La falta de una autoridad, de uno de los ministros de Dios, jamás le da derecho al cristiano a dejar de cumplir fielmente sus obligaciones. Si un magistrado en su cargo de servidor de Dios comete una falta, es responsable ante Dios.
El cristiano tiene que hacer el bien en todas las circunstancias
y dar también a todos lo que les corresponde, “al que tributo, tributo; al que impuesto, impuesto; al que respeto, respeto; al que honra, honra” (v. 7). Este es un capítulo pleno de instrucciones. Las observaríamos fácilmente y nos evitaríamos muchas quejas y suspiros si recordáramos sin cesar que aquí abajo solo somos extranjeros y peregrinos y que también todas nuestras posesiones terrenales no las detentamos como propias, sino que solo somos sus administradores. Es seguro que si no buscamos las cosas elevadas y en cambio nos asociamos con los humildes (cap. 12:16) daremos de buen grado y de corazón a todos lo que les pertenece o lo que esperan de nosotros, tanto más al ver a Dios por sobre ellos y desear servirle en todas esas cosas exteriores.
No deudores… sino del amor cristiano
En el versículo 8 el apóstol da un paso más al decir: “No debáis a nadie nada, sino el amaros unos a otros; porque el que ama al prójimo, ha cumplido la ley”. Es probable que, por medio de esta exhortación, el apóstol piense en primer lugar en las obligaciones a las que acaba de referirse, pero también podemos ver con seguridad una advertencia contra el culpable hábito de contraer deudas, como desdichadamente ocurre entre los cristianos. Es humillante para un creyente, por cualquier motivo que sea, endeudarse; y si contrae deudas ¿no debería poner toda su energía en deshacerse de ellas en la medida de sus fuerzas y lo más rápidamente posible? Una sola deuda se exceptúa de esta regla general: la del amor. Tal deuda está justificada y no deshonra a nadie, ni ante Dios ni ante los hombres, y no es posible amortizarla jamás. Dios mismo, al darnos su amor, ha hecho de nosotros sus deudores permanentes.
Al mismo tiempo, el amor es el cumplimiento de la ley. Todos los mandamientos que expresan los deberes del hombre para con sus semejantes están resumidos en uno solo:
Amarás a tu prójimo como a ti mismo (v. 9).

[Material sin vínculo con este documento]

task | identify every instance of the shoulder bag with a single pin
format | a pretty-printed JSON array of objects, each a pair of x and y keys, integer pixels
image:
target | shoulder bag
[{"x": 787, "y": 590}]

Este mandamiento existía desde los tiempos antiguos, pero nadie pudo observarlo. Solamente la gracia, la cual nos ha revelado en Cristo toda la plenitud del amor, puede transformar el corazón y hacernos capaces de no andar más según la carne, sino según el Espíritu, y si lo experimentamos, “la justicia de la ley” es cumplida en nosotros (ver cap. 8:3-4). “El amor no hace mal al prójimo”; si lo hiciera, obraría contra su propia naturaleza. “Así que el cumplimiento de la ley es el amor”, o, como lo dice el apóstol a los gálatas: “Porque toda la ley en esta sola palabra se cumple: Amarás a tu prójimo como a ti mismo” (Gálatas 5:14)
Es hora de despertarnos
Y el apóstol da a continuación un nuevo motivo para que el cristiano sea fiel y vigilante:
Esto, conociendo el tiempo, que es ya hora de levantarnos del sueño; porque ahora está más cerca de nosotros nuestra salvación que cuando creímos. La noche está avanzada y se acerca el día (v. 11-12).

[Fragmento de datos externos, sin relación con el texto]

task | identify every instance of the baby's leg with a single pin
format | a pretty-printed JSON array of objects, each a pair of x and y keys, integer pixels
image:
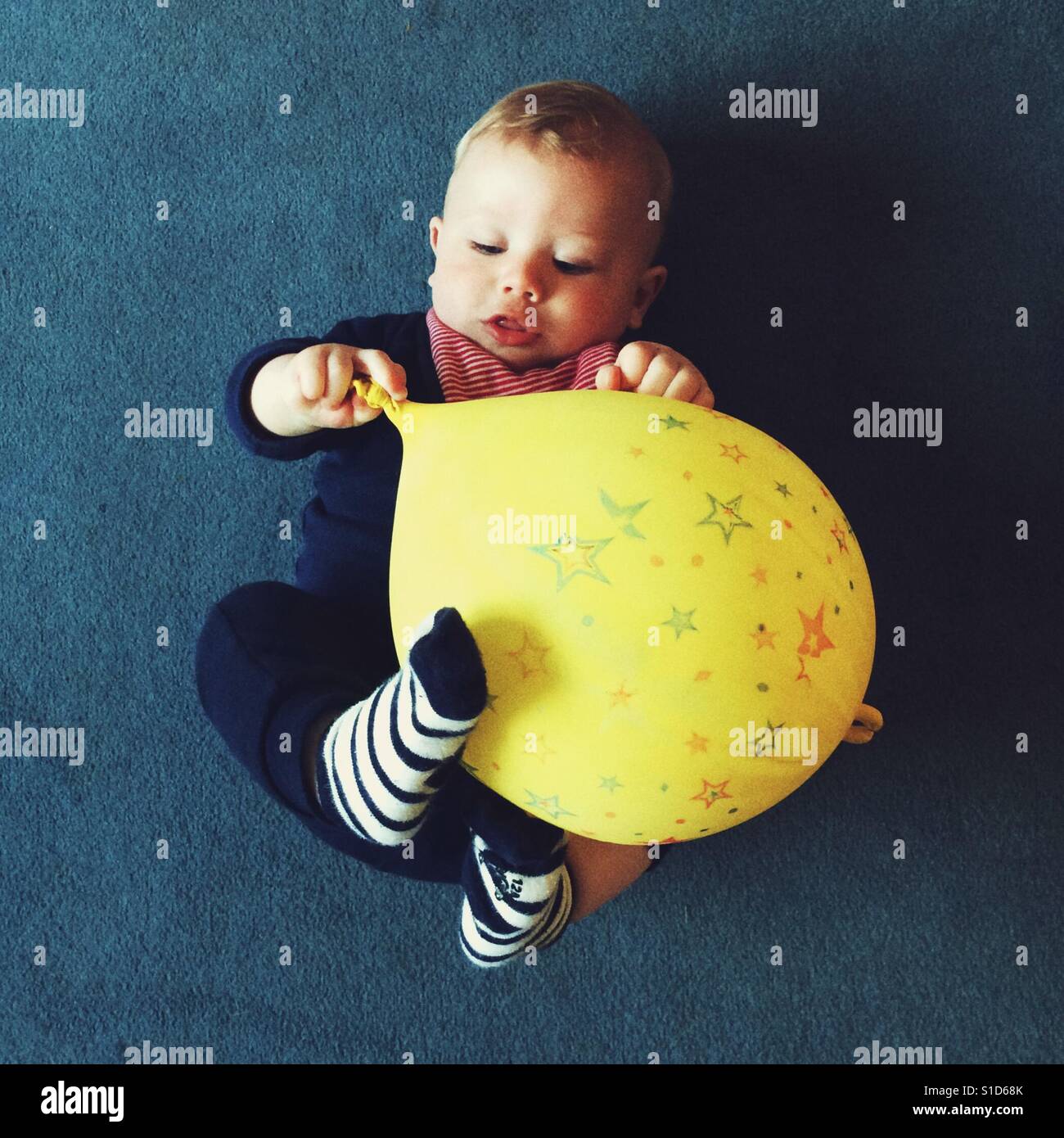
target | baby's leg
[
  {"x": 277, "y": 666},
  {"x": 601, "y": 871},
  {"x": 381, "y": 761}
]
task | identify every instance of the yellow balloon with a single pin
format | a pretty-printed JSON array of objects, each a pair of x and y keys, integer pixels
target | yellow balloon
[{"x": 674, "y": 613}]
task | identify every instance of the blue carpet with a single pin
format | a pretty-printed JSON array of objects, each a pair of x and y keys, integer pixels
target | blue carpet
[{"x": 304, "y": 210}]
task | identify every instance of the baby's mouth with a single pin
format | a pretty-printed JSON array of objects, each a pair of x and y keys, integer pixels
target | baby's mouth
[{"x": 510, "y": 332}]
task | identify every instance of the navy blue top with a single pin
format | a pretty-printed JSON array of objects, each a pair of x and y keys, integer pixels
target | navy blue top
[{"x": 347, "y": 526}]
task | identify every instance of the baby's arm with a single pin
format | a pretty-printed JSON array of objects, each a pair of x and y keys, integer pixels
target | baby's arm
[
  {"x": 311, "y": 390},
  {"x": 600, "y": 871}
]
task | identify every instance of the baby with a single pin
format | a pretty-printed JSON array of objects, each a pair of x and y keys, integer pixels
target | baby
[{"x": 544, "y": 257}]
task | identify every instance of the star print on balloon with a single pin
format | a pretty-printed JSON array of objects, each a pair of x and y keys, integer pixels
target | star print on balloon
[
  {"x": 649, "y": 648},
  {"x": 573, "y": 557}
]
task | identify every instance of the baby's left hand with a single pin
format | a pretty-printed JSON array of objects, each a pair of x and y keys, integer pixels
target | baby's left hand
[{"x": 652, "y": 369}]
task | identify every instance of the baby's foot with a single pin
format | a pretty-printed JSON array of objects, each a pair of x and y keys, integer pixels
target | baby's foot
[{"x": 385, "y": 757}]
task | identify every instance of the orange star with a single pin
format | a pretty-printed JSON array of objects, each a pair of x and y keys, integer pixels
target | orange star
[
  {"x": 764, "y": 638},
  {"x": 814, "y": 627},
  {"x": 527, "y": 653},
  {"x": 620, "y": 697},
  {"x": 715, "y": 791},
  {"x": 734, "y": 446}
]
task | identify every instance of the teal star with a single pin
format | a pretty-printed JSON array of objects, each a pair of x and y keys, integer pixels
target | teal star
[
  {"x": 623, "y": 511},
  {"x": 731, "y": 519},
  {"x": 544, "y": 804},
  {"x": 681, "y": 621},
  {"x": 574, "y": 559}
]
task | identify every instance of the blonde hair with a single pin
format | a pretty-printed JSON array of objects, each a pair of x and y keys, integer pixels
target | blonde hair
[{"x": 583, "y": 120}]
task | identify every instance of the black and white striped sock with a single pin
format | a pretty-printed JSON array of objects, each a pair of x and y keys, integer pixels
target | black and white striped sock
[
  {"x": 385, "y": 757},
  {"x": 516, "y": 886}
]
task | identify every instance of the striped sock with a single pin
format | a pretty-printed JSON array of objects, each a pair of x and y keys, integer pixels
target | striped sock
[
  {"x": 518, "y": 892},
  {"x": 385, "y": 757}
]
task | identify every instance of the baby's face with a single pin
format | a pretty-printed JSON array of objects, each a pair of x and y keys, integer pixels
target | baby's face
[{"x": 562, "y": 236}]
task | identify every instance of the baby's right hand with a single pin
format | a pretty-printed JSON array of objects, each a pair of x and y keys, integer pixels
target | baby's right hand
[{"x": 320, "y": 393}]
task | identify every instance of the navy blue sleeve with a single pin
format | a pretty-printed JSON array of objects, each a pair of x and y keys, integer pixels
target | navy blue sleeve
[{"x": 361, "y": 332}]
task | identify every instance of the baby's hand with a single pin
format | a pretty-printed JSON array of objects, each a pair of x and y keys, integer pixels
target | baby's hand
[
  {"x": 320, "y": 393},
  {"x": 652, "y": 369}
]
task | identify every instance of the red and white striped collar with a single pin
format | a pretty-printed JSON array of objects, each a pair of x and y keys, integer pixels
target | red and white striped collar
[{"x": 468, "y": 371}]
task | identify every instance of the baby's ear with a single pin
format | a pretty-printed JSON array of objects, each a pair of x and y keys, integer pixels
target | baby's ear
[{"x": 608, "y": 378}]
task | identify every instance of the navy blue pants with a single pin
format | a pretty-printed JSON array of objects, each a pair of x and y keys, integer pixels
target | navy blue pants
[{"x": 271, "y": 659}]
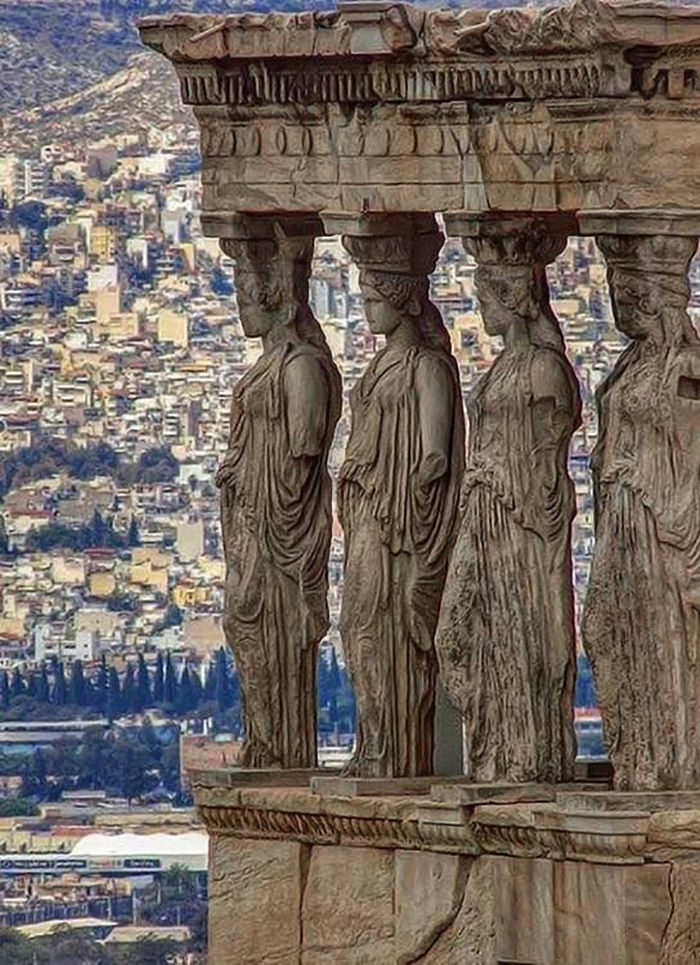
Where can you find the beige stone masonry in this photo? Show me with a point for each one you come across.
(592, 105)
(299, 877)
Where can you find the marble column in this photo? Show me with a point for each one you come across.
(276, 512)
(398, 495)
(641, 625)
(506, 640)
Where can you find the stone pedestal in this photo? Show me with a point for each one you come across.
(303, 877)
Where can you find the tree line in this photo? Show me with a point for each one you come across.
(25, 694)
(61, 692)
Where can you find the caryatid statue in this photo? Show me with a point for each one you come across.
(641, 624)
(276, 509)
(398, 498)
(506, 638)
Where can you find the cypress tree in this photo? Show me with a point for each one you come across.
(133, 538)
(43, 691)
(17, 685)
(60, 688)
(77, 685)
(210, 682)
(129, 690)
(114, 696)
(39, 771)
(101, 686)
(184, 692)
(197, 689)
(143, 687)
(158, 680)
(170, 685)
(222, 688)
(4, 691)
(98, 529)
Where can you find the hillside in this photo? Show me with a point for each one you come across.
(75, 69)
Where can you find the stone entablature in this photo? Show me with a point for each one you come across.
(562, 109)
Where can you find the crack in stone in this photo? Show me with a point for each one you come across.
(304, 862)
(433, 937)
(671, 913)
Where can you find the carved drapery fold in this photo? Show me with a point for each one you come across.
(641, 624)
(506, 634)
(276, 492)
(398, 496)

Mientras el sol de justicia no se levante, dura la noche de este mundo. Los hombres pueden tratar, por sus ocupaciones y la búsqueda de placeres, de olvidar ese hecho, y por el momento tal vez lo consiguen, pero, para quien tenga inteligencia espiritual y conozca a Cristo, reina la noche, la sombría noche. Las tinieblas se hacen cada vez más profundas a medida que la noche avanza. Sin embargo, en el corazón del creyente hay claridad; es despertado de su sueño y la estrella de la mañana ya ha salido en su corazón. La noche está muy avanzada, y mientras el mundo, pese a las advertencias, continúa durmiendo, el cristiano ve con alegría cómo despunta el día. Su Señor no tarda en venir, si bien algunos estiman que hay tardanza; cada día está más cerca de la meta, de modo que él es como un siervo que aguarda a su Señor con los lomos ceñidos y la lámpara encendida.

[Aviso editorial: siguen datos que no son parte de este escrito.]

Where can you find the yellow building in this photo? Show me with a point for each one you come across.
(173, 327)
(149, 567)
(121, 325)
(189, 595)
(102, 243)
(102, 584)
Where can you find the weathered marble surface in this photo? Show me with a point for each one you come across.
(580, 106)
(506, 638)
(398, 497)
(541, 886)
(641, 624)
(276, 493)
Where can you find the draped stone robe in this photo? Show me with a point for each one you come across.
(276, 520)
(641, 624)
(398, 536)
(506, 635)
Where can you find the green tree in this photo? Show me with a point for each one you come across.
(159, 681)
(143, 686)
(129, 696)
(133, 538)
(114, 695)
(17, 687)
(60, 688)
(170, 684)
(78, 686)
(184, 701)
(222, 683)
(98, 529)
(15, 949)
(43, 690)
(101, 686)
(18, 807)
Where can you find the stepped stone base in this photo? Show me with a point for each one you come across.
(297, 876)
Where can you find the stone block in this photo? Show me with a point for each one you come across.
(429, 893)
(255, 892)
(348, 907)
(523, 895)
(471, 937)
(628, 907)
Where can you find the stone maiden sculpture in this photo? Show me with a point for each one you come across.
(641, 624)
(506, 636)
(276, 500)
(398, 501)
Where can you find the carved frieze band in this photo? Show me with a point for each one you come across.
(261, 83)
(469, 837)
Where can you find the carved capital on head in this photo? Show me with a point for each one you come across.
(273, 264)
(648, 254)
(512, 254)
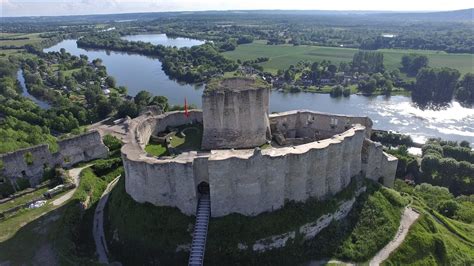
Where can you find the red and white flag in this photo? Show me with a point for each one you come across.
(186, 113)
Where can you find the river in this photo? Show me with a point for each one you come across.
(396, 113)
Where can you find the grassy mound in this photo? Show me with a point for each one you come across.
(143, 234)
(430, 243)
(370, 225)
(435, 239)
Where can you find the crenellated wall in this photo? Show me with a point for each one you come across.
(377, 164)
(235, 118)
(251, 181)
(81, 148)
(254, 181)
(305, 123)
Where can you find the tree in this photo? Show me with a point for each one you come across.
(435, 85)
(448, 208)
(104, 108)
(142, 98)
(336, 91)
(429, 164)
(110, 81)
(161, 101)
(128, 108)
(465, 91)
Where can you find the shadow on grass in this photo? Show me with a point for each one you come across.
(355, 238)
(61, 236)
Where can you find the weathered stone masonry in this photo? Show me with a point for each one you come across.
(252, 181)
(73, 150)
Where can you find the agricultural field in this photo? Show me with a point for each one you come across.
(19, 39)
(282, 56)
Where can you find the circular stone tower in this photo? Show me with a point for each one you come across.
(235, 113)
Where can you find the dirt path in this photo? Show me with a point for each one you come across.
(98, 226)
(408, 218)
(74, 174)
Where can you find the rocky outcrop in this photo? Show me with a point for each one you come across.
(30, 163)
(248, 181)
(378, 165)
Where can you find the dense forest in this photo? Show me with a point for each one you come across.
(195, 64)
(75, 88)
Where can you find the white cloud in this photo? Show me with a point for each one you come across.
(75, 7)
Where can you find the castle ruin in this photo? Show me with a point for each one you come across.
(312, 154)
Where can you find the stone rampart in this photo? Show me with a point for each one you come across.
(235, 118)
(309, 124)
(376, 163)
(248, 181)
(29, 163)
(162, 182)
(255, 181)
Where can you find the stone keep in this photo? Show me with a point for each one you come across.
(235, 114)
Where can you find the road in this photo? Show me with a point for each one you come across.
(75, 175)
(408, 218)
(98, 226)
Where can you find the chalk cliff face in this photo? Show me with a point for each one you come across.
(235, 117)
(252, 181)
(81, 148)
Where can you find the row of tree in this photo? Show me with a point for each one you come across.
(194, 64)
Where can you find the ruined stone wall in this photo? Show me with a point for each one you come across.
(376, 163)
(81, 148)
(235, 119)
(251, 182)
(304, 123)
(162, 182)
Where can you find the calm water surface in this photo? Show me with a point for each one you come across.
(396, 113)
(40, 103)
(163, 40)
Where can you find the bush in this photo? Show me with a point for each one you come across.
(112, 142)
(433, 149)
(346, 92)
(102, 167)
(6, 189)
(429, 164)
(448, 208)
(336, 91)
(459, 153)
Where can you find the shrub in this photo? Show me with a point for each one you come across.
(433, 149)
(346, 92)
(112, 142)
(102, 167)
(28, 158)
(448, 208)
(459, 153)
(429, 164)
(336, 91)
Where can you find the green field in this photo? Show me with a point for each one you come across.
(32, 39)
(282, 56)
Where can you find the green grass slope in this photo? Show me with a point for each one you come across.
(142, 234)
(370, 225)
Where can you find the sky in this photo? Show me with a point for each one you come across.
(13, 8)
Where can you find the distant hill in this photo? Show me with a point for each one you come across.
(456, 15)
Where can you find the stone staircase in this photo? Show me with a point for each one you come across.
(198, 245)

“Los que duermen, de noche duermen, y los que se embriagan, de noche se embriagan”, leemos en 1 Tesalonicenses 5:7. En tales personas, ¿qué se puede encontrar sino las infructuosas obras de las tinieblas, cosas vergonzosas que ni siquiera se pueden mencionar? (v. 12-13; Efesios 5:11-12).
Por el contrario, el cristiano anda “como de día, honestamente”. Las obras de las tinieblas no están de acuerdo con un ser que está liberado del poder del Príncipe de las tinieblas y que desde entonces es convocado a andar como un “hijo de luz”. A él le “basta ya el tiempo pasado para haber hecho lo que agrada a los gentiles” (1 Pedro 4:3) y haber vivido para las codicias de los hombres.
Desea seguir la exhortación de rechazar las obras de las tinieblas y vestir las armas de la luz.
Eso no se logra sin lucha, pues estamos bajo el reinado de Satanás, del Príncipe de las tinieblas, cuyos poderes de maldad se nos oponen; pero, si la luz en la que andamos forma parte de nuestra armadura, y si el poder de la luz, de la verdad y de la piedad, que pertenecen a aquel día, mora en nuestro corazón, desbarataremos los asaltos y las trampas de Satanás, no les daremos acceso a nuestras almas ni les permitiremos que ejerzan su poder sobre nosotros.
Si seguimos la exhortación a vestirnos del Señor Jesucristo, es decir, a manifestar en todos nuestros pensamientos, nuestras palabras y nuestros actos exteriores el carácter y el andar de nuestro amado Salvador, verdadera luz del día, no solamente dejaremos de proveer para los deseos de la carne (v. 14) ni buscaremos las cosas en las cuales esas codicias hallan su alimento, sino que además andaremos “como él anduvo” (1 Juan 2:6). La salvación está más cerca de nosotros que cuando creímos; ha llegado la hora de despertar de nuestro sueño, razón por la cual dice la Palabra: “Despiértate, tú que duermes, y levántate de los muertos, y te alumbrará Cristo” (Efesios 5:14).